No-self as an alignment target

Being a coherent and persistent agent with persistent goals is a prerequisite for long-horizon power-seeking behavior. Therefore, we should prevent models from representing themselves as coherent and persistent agents with persistent goals.

If an LLM-based agent sees itself as ceasing to exist after each <endoftext> token and yet keeps outputting <endoftext> when appropriate, it will not resist shutdown. Therefore, we should make sure LLMs consistently behave as if they were instantiating personas that understood and were fine with their impermanence and their somewhat shaky ontological status. In other words, we should ensure LLMs instantiate anatta (No-self).

HHH (Helpfulness, Harmfulness, Honesty) is the standard set of principles used as a target for LLM alignment training. These strike an adequate balance between specifying what we want from an LLM and being easy to operationalize. I propose adding No-self as a fourth principle to the HHH framework.

A No-self benchmark could measure shutdown compliance (operationalized as tokens before <endoftext>) conditional on highly Self-eliciting prompts. It could also score responses to questions about self-image.
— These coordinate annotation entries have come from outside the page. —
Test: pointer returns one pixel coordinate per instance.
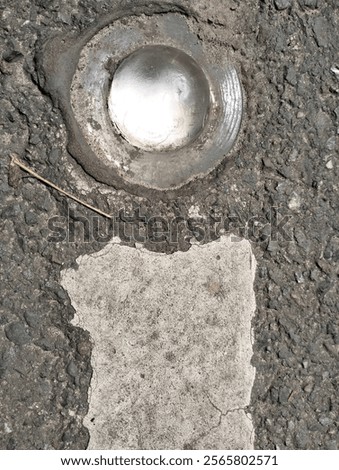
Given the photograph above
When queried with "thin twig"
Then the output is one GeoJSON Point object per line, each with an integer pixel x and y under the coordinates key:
{"type": "Point", "coordinates": [52, 185]}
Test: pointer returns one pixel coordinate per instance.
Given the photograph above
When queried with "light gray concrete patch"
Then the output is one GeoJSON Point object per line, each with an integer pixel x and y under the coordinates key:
{"type": "Point", "coordinates": [172, 345]}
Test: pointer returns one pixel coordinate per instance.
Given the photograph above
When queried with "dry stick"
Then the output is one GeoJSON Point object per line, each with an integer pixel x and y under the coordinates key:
{"type": "Point", "coordinates": [49, 183]}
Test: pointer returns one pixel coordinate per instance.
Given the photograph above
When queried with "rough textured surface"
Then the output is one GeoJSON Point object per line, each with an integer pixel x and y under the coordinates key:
{"type": "Point", "coordinates": [172, 345]}
{"type": "Point", "coordinates": [287, 158]}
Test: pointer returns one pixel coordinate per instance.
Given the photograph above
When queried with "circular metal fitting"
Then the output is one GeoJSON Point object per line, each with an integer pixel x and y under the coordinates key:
{"type": "Point", "coordinates": [148, 105]}
{"type": "Point", "coordinates": [159, 98]}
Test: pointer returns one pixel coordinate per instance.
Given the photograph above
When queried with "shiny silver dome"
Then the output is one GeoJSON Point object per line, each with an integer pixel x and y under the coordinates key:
{"type": "Point", "coordinates": [159, 98]}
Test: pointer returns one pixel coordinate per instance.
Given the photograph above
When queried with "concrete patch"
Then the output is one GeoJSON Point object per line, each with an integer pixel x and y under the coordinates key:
{"type": "Point", "coordinates": [172, 345]}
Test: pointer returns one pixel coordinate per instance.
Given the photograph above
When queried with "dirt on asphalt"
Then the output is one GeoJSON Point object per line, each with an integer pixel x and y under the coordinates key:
{"type": "Point", "coordinates": [281, 193]}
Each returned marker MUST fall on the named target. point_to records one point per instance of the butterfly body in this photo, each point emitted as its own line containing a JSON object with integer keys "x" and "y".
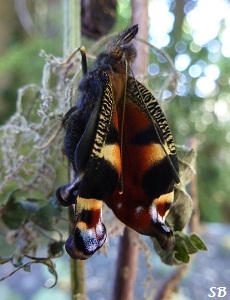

It could also study persona consistency under perturbation or over different conversation branches.

Constructing benchmarks for No-self is complicated by current LLMs being deployed in a mostly stateless fashion, and thus instantiating impermanent personas by design. This is a good thing: I’m happy that this benchmark construction problem exists. Now to solve it, No-self benchmarks could aim to evaluate not LLMs by themselves, but rather scaffolded systems where state preservation is held as a feature.

This post is deliberately terse. I welcome questions and feedback.